Vilna was a Zionist center and also the birthplace of the BUND.  This was a political party called the General Federation of Jewish Workers in Lithuania, Poland , and Russia.  It was the Jewish Socialist Party, founded in 1897, coming out of Russia from the end of the 1880s. 

WWI brought famine to the Jews under German rule and from a pogrom at the hands of the Polish troops in 1919. 

 YIVO was headquartered there from 1925 to 1941.  This was an institute founded in Vilna in 1925 for the scientific study of Jewish life throughout the world but with particular emphasis on the eastern European Jewry and its Yiddish-speaking heir on all continents.  By 1939, they had branches in 30 countries.  
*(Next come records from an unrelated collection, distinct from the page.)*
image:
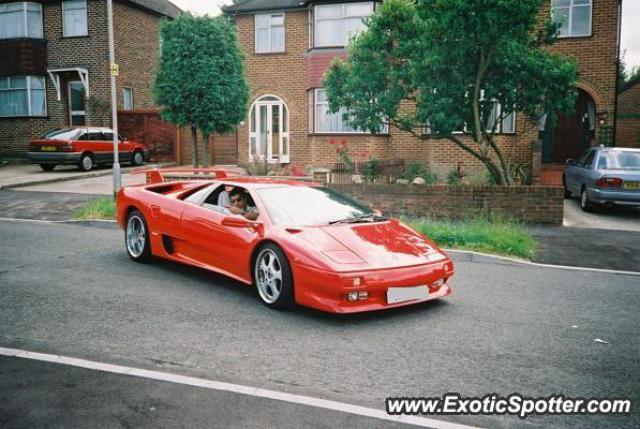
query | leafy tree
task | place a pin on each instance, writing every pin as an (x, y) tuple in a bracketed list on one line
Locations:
[(434, 67), (201, 80)]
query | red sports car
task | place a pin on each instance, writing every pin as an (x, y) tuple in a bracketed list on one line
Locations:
[(296, 242), (84, 147)]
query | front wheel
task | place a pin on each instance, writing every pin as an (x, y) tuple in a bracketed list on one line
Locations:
[(136, 237), (585, 204), (272, 277), (86, 162), (137, 158)]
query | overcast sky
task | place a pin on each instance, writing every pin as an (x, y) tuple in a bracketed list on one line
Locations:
[(630, 15)]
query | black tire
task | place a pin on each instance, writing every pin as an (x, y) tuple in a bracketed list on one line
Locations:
[(585, 204), (86, 162), (567, 192), (140, 252), (137, 158), (285, 298)]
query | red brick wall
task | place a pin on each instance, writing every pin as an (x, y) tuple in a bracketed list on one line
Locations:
[(535, 204), (291, 74), (628, 126)]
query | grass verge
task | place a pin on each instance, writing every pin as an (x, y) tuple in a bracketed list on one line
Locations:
[(496, 236), (104, 208)]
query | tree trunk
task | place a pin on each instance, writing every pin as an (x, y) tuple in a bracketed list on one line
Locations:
[(205, 149), (194, 146)]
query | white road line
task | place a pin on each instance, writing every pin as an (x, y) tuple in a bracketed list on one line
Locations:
[(537, 264), (468, 252), (234, 388), (12, 219)]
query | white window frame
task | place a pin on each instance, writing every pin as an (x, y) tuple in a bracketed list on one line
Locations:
[(315, 103), (570, 8), (28, 88), (269, 27), (126, 89), (25, 21), (86, 17), (342, 17)]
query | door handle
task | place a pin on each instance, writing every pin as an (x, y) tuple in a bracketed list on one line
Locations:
[(155, 211)]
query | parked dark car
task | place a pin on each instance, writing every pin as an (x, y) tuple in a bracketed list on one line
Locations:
[(84, 147), (604, 175)]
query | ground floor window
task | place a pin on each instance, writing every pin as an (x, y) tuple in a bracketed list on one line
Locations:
[(127, 95), (269, 130), (323, 121), (22, 96)]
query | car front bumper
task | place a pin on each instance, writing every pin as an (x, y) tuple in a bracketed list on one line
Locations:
[(327, 291), (621, 197), (54, 157)]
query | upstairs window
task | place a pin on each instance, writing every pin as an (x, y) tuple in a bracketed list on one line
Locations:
[(19, 20), (574, 17), (127, 97), (335, 24), (74, 18), (269, 32), (22, 96)]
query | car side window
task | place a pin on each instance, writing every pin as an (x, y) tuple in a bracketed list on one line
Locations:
[(588, 163), (583, 157)]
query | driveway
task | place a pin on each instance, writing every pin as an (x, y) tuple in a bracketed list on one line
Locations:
[(619, 218)]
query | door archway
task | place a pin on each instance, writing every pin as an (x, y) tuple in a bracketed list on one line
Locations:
[(573, 133), (269, 130)]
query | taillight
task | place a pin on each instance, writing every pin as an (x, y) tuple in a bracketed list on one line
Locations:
[(609, 182)]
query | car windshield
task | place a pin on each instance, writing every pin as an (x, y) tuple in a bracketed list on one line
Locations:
[(625, 160), (61, 134), (308, 206)]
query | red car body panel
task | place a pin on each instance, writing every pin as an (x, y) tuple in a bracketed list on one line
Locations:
[(324, 259)]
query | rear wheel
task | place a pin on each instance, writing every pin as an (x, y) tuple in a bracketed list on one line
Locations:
[(136, 237), (137, 158), (272, 277), (86, 162), (585, 204), (567, 192)]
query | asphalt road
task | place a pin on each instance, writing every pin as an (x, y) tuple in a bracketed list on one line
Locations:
[(71, 290)]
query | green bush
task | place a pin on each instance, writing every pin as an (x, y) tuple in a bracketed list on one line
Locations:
[(498, 235)]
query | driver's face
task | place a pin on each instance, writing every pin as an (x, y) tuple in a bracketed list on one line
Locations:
[(239, 202)]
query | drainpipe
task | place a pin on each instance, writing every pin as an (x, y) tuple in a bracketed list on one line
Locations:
[(615, 97)]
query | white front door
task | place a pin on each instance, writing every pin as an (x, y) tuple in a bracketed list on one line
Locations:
[(269, 131), (77, 111)]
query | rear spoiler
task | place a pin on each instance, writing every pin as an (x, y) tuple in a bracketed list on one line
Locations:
[(161, 175)]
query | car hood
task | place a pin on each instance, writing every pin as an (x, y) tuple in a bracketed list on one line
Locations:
[(379, 244)]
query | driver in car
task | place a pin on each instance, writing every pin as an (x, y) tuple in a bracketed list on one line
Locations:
[(240, 204)]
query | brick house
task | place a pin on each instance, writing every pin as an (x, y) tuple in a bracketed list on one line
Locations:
[(628, 114), (55, 67), (290, 43)]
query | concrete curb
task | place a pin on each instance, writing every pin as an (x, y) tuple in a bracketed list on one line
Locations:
[(471, 256), (87, 175)]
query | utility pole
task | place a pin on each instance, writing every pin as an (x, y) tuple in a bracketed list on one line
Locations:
[(113, 72)]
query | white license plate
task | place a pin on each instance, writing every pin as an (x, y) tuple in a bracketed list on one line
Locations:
[(401, 294)]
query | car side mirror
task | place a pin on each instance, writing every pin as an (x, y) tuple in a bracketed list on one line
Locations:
[(240, 222)]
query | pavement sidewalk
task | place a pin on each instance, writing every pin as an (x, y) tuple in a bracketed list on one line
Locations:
[(20, 175)]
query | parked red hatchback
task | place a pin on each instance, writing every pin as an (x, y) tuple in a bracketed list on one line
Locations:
[(85, 147)]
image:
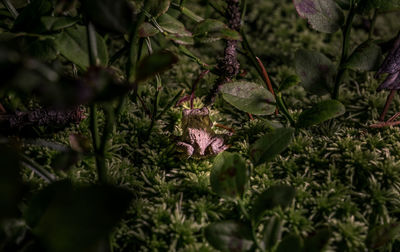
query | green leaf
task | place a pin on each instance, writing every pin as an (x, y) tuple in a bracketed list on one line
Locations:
[(43, 49), (381, 235), (76, 218), (181, 40), (323, 16), (320, 112), (112, 15), (11, 187), (173, 25), (290, 243), (229, 175), (57, 23), (272, 232), (249, 97), (147, 30), (278, 195), (228, 236), (318, 241), (176, 30), (155, 63), (366, 57), (270, 145), (316, 71), (365, 6), (210, 30), (73, 45), (158, 7), (29, 18), (344, 4)]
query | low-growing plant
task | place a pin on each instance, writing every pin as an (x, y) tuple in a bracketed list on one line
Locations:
[(93, 131)]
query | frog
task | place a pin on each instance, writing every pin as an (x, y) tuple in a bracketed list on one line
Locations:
[(198, 139)]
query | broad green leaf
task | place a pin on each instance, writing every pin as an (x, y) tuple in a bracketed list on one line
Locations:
[(72, 44), (147, 30), (320, 112), (290, 243), (270, 145), (228, 236), (229, 175), (381, 235), (272, 232), (43, 49), (57, 23), (112, 15), (323, 16), (344, 4), (316, 71), (278, 195), (69, 218), (173, 25), (366, 57), (11, 187), (155, 63), (210, 30), (158, 7), (365, 6), (29, 18), (289, 82), (249, 97), (318, 241)]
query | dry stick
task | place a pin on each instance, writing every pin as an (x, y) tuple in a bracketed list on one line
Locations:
[(229, 64), (387, 104), (194, 86), (267, 80)]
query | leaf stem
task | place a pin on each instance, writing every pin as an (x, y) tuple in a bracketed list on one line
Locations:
[(14, 13), (345, 51), (373, 22), (252, 224), (133, 44)]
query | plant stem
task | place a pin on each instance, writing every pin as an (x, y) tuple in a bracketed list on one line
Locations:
[(92, 45), (188, 13), (253, 228), (133, 44), (345, 51), (107, 132), (99, 147), (14, 13), (251, 55), (387, 104)]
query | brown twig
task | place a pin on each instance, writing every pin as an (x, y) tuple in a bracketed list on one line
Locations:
[(267, 80), (229, 65), (387, 104)]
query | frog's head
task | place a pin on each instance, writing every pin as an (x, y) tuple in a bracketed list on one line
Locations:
[(196, 119)]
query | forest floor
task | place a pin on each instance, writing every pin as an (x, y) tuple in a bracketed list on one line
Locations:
[(346, 174)]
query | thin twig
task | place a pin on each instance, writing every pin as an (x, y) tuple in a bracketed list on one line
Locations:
[(387, 104)]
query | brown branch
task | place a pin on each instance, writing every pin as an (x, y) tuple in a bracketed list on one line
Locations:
[(229, 65)]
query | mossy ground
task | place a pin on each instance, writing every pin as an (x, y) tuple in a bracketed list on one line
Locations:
[(346, 175)]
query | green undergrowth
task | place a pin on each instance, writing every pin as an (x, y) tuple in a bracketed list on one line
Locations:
[(346, 175)]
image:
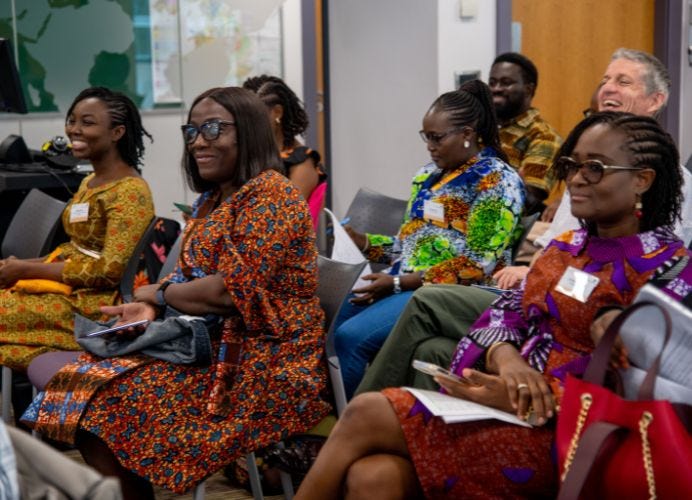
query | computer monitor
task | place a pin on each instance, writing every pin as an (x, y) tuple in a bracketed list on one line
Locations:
[(11, 96)]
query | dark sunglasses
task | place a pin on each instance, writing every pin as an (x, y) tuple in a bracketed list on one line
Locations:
[(210, 130), (591, 170), (433, 138)]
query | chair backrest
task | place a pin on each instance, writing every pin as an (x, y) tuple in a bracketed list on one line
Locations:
[(526, 223), (171, 259), (164, 230), (376, 213), (30, 233), (336, 279)]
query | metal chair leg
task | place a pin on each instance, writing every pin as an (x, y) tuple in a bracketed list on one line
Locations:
[(286, 483), (198, 492), (253, 474)]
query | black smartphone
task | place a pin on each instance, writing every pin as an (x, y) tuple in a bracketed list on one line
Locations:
[(118, 328)]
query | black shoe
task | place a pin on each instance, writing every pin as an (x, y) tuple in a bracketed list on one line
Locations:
[(298, 455)]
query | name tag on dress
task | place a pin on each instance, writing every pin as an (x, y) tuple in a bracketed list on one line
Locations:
[(79, 212), (433, 210), (577, 284)]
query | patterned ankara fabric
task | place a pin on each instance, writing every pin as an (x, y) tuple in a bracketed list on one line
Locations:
[(531, 143), (31, 324), (482, 200), (490, 459), (176, 424)]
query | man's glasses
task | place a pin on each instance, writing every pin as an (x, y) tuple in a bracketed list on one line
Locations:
[(591, 170), (210, 130), (433, 138)]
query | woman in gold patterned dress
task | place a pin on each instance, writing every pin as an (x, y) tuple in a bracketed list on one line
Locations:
[(104, 220)]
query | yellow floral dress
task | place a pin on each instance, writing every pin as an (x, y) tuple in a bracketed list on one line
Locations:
[(95, 258)]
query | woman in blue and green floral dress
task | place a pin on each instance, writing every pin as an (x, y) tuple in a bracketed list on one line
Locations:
[(459, 224)]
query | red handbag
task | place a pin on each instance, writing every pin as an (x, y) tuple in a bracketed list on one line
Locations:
[(609, 447)]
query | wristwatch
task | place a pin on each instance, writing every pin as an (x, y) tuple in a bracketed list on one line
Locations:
[(397, 284), (160, 298)]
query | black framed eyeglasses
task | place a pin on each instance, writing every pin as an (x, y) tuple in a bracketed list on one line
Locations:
[(210, 130), (591, 170), (433, 138)]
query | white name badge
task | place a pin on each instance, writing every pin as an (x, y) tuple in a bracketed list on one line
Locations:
[(577, 284), (79, 212), (433, 210)]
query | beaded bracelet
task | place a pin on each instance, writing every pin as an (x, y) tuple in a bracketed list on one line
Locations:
[(492, 348)]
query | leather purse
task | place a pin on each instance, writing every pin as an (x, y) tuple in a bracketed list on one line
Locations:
[(609, 447)]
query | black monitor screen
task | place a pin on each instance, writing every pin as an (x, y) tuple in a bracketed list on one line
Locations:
[(11, 97)]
At the end of the 19th century, the Jewish population of Vilna was 140,000.  The 2nd WW by 1941 saw it fall to 65,000 besides taking in 15,000 refugees from Poland.  The Germans created 2 ghettos in Vilna and 30,000 Jews were killed there by the end of 1941.  The 12,000 left were augmented in 1943 by transports from White Russian rural districts.  Deportation of taking Jews to extermination camps began in August 1943 but with some resistance.  When the Russians entered Vilna in 1944, they found 600 Jews hiding in the sewers.  Jews came to Vilna from other areas after the war.  

In 1988, Vilna's population reached 13,000.  By contrast, in 2011, Portland, Oregon's Jewish population reached 47,500.  It had doubled from 25,000.  Still, we Jews are only 2% of our USA's total population.  In the world population, Jews are less than 1% of the population.  
"There are about 14 million Jews in the world as of 2010; 6.2 million in Asia (including Israel), 5.5 million in America, two million in Europe and 100,000 in Africa. Out of the world's population of seven billion, the Jews are about 0.2%."
                                                            

My grandfather, Nathan Abraham Goldfus, lived in Telsiai, Lithuania.  That 184 miles from Vilna.  Lazdijai, in Suwalki, Lithuania, was on the southwestern border with Poland and Poland took that town in another of their wars.  Our grandmother, Zlata Jermulowski was from there.  Lazdijai is only 79 miles from Vilna by flight.  

I've traced his Goldfus line back to 1730 in Telsiai, Lithuania finding Ionas (Jonah) Goldfus. 
Lazdey was established by King Zigmunt II August in 1570.  Until 1795 it was part of the Polish Lithuanian Kingdom.  

Telz was one of the oldest towns in Lithuania.  mentioned by Crusaders in 1320.  The latter half of the 15th century brought in merchants and artisans to a royal estate established there.  


Reference:  The New Standard Jewish Encyclopedia  
https://en.wikipedia.org/wiki/Cossacks
Book: Preserving Our Litvak Heritage-history of 31 Jewish communitites in Lithuania by Josef Rosin, Joel Alpert, editor, published by JewishGen,inc.